Raqib Shaw: Ballads of East and West Solo exhibition at The Museum of Fine Arts, Houston
In his luminous paintings, Raqib Shaw blends Eastern and Western influences to create mesmerizing works of art that merge fable, history, and autobiography.
Born in India in 1974, Shaw spent most of his childhood in the Valley of Kashmir—a beautiful yet long-disputed territory marked by turmoil. On a trip to London in 1993, he fell in love with the Old Master paintings at the National Gallery. He eventually moved to London and has lived there ever since.
Shaw’s mysterious paintings seamlessly combine references to Western art history with Asian ornamental aesthetics and philosophical traditions. Reflecting these intertwined histories, the exhibition’s title—Raqib Shaw: Ballads of East and West—is taken from the Rudyard Kipling poem “The Ballad of East and West.”

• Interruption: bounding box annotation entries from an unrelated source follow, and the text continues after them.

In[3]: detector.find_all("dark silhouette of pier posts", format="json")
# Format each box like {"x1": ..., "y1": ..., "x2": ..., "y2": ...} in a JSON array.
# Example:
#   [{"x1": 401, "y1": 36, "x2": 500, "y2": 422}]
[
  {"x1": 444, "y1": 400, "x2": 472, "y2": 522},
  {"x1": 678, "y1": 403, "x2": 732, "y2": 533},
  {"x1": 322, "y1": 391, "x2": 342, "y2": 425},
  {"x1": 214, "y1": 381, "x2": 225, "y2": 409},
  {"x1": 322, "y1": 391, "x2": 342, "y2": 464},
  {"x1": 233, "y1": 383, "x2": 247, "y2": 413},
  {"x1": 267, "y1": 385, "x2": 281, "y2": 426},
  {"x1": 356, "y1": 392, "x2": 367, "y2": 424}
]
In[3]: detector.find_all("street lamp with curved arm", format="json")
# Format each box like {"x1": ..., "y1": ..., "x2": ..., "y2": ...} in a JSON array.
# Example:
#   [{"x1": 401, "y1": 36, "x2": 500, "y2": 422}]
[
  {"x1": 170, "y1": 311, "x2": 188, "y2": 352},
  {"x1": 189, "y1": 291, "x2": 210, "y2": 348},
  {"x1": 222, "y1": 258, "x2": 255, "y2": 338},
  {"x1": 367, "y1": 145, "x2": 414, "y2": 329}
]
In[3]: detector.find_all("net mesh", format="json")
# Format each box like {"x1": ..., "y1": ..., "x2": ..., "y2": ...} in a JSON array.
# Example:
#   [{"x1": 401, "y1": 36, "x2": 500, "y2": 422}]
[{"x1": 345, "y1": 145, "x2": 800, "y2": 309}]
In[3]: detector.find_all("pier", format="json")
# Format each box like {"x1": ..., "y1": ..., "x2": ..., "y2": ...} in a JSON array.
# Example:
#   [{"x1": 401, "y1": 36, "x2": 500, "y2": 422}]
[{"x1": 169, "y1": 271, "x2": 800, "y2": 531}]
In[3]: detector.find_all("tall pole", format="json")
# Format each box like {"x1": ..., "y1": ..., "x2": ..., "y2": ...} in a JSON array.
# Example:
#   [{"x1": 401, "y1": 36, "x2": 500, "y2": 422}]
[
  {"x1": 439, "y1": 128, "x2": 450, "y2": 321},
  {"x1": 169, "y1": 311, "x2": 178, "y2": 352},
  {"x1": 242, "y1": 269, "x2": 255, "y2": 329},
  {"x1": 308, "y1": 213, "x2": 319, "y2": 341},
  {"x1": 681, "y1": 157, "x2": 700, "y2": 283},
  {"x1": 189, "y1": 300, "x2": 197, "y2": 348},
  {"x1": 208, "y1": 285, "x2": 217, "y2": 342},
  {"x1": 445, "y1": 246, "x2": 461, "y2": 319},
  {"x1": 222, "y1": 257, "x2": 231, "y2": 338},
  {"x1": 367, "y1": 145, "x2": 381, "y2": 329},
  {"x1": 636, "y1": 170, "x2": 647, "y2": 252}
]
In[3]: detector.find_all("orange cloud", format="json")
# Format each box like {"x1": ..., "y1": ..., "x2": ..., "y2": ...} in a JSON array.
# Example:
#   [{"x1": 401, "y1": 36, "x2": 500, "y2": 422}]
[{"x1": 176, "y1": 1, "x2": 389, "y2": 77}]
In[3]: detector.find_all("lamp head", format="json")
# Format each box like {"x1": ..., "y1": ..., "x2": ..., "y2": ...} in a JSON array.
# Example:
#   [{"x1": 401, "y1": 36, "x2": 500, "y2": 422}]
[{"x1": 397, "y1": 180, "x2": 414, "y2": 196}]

The artist paints with porcupine quills and fine needles to render the precise details of delicate flowers or distant mountains, which are outlined in embossed gold. Jewels, glitter, and semiprecious stones further enhance the opulence of the scenes, beguiling viewers through the iridescent shimmer of their surfaces, even as they sense the sadness that lurks beneath the glamour. Upon closer examination, conflict is present in almost every painting, evoking Kashmir’s turbulent history.